A key contributing factor to under-crowding is the absence of any time limit on how long residents can stay in public housing. A Manhattan Institute report found that the average public-housing resident has lived in a NYCHA development for 18 years. Another factor: rent stabilization in the private market poses a perverse incentive that inhibits turnover. According to the Furman Center at New York University, some 23 percent of rent-stabilized tenants have lived in their units for 20 years or longer, compared with just 7 percent of those in market-rate housing. By allowing households to “age in place” without facing significant housing-cost increases, rent stabilization encourages parents, say, to remain in a unit even after their children have moved out. This dynamic puts more crowding pressure on other housing.

Perhaps the overcrowding problem that Stringer’s report highlights will encourage the housing-policy changes that the city has long needed. NYCHA should consider offering buyouts to over-housed tenants; even paying a relatively high buyout price will be far less expensive than building new affordable housing. The city should also adopt a time limit for new tenants, to reduce over-housing.

Unfortunately, rent stabilization is more entrenched than ever, thanks to legislative action in Albany last year. But a common-sense city would phase out the policy—perhaps starting in the outer boroughs. The Furman Center has found that, as of 2014, market-rate rents in Brooklyn and Queens were only about $200 higher on average than rent-stabilized rents.
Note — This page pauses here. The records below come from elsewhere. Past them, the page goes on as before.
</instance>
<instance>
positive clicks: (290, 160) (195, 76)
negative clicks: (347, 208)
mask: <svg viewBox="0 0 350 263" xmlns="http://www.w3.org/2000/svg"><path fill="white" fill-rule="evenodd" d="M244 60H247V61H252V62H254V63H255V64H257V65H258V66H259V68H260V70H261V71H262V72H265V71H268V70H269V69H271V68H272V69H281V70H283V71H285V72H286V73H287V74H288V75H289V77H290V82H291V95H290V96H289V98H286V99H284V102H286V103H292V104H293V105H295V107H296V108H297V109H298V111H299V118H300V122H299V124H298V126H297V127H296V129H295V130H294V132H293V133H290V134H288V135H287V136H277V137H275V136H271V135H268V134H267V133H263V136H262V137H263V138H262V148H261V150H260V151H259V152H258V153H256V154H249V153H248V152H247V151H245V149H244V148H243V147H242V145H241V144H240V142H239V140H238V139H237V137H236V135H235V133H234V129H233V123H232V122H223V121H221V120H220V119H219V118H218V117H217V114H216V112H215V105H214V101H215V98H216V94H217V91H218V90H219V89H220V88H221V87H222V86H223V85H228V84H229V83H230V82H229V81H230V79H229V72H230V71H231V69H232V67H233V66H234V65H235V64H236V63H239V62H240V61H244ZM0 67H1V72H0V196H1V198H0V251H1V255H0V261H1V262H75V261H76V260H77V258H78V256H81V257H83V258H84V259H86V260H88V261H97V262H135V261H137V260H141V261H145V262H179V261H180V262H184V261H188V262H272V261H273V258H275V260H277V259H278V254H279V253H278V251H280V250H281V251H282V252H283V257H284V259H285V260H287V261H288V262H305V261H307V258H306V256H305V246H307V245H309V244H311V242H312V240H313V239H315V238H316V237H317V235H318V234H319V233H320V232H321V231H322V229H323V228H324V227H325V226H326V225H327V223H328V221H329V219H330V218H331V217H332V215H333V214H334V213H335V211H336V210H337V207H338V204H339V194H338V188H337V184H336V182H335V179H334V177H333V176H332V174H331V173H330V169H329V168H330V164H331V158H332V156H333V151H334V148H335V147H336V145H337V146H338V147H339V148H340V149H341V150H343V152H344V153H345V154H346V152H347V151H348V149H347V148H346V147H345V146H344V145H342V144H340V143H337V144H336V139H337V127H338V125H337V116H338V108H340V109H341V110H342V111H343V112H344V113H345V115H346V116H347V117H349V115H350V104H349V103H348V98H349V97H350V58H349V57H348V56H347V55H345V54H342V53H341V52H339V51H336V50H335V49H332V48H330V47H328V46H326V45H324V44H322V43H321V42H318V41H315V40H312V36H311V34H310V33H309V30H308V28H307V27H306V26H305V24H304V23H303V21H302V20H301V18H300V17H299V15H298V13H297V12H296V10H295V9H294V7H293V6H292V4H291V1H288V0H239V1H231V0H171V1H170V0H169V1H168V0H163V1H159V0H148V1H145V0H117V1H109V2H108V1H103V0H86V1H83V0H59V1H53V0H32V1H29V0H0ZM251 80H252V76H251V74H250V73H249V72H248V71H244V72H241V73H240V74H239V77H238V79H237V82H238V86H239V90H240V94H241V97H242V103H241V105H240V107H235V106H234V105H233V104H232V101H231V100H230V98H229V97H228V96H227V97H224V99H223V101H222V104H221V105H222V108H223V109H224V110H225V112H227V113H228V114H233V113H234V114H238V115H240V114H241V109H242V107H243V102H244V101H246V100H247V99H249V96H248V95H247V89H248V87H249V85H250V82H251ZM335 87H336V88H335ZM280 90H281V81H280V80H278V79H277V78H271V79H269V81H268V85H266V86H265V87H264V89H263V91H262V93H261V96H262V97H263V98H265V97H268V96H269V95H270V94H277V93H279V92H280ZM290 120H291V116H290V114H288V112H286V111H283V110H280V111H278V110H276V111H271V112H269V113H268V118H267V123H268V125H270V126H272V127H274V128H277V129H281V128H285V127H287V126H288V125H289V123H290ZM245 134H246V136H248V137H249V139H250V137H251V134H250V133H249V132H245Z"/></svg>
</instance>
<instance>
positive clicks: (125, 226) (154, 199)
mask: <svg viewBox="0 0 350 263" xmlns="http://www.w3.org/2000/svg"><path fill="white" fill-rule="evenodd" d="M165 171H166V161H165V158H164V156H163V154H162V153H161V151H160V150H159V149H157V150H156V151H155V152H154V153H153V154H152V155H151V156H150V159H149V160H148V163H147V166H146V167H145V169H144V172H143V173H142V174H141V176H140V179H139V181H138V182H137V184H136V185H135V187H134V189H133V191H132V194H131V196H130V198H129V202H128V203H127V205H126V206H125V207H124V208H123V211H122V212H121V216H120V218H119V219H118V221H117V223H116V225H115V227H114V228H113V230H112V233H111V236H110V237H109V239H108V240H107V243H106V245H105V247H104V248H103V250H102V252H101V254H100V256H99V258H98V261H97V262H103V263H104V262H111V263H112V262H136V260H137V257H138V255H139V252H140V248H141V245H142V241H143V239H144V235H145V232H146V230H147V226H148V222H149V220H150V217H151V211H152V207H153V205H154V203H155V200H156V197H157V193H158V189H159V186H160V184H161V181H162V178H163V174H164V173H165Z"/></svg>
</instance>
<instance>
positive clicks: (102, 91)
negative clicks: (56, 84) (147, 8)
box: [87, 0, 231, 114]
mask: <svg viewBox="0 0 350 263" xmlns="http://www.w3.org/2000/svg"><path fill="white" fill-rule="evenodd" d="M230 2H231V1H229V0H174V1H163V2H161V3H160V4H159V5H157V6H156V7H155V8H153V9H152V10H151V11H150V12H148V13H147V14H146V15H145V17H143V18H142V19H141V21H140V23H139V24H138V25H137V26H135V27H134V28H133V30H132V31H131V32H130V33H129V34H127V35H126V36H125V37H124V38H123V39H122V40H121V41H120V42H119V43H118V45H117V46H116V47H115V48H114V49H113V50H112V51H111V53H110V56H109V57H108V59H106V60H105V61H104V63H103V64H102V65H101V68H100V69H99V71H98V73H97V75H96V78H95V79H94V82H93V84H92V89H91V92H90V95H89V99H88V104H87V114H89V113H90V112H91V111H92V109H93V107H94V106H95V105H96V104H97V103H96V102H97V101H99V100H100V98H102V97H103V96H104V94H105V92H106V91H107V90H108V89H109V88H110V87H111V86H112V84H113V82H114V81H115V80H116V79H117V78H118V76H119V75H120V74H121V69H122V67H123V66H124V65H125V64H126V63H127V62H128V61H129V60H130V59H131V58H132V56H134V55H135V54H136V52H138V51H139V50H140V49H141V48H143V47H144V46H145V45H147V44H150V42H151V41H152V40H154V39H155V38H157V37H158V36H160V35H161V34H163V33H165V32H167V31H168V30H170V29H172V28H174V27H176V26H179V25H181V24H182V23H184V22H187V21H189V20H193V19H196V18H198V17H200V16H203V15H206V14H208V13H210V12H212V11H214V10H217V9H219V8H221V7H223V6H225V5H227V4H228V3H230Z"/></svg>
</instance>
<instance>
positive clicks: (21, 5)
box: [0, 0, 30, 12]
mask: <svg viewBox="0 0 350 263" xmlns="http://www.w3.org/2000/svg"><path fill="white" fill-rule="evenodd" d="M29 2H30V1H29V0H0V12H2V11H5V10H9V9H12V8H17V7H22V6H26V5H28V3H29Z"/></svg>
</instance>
The figure in the Bronx was roughly $300. Phasing out rent stabilization in these neighborhoods is unlikely to lead to apartment sticker shock—especially in this new era of high unemployment, when landlords may be desperate for tenants who can pay any rent.

Overcrowding has posed health threats in low-income New York neighborhoods since tuberculosis ravaged the Lower East Side in the late nineteenth century, as described vividly by Jacob Riis in How the Other Half Lives. “Poverty and penury are everywhere wedded to dirt and disease,” wrote Riis, at a time when TB, typhus, and smallpox were scourges of Hester Street and Mulberry Bend. Safe drinking water and housing codes that increased ventilation helped—but so did a growing economy, the opening of the Williamsburg Bridge, and the expansion of privately built housing in Brooklyn.

Limiting overcrowding today means revising counterproductive housing policies that, while meant to help the poor, can lead to the overcrowding that puts them at risk. These policies have falsely convinced generations of New Yorkers that the private housing market would fail them. The immigrant poor may always be more likely to live in close quarters, but they should not be forced to compete for adequate housing with those who have more space than they need.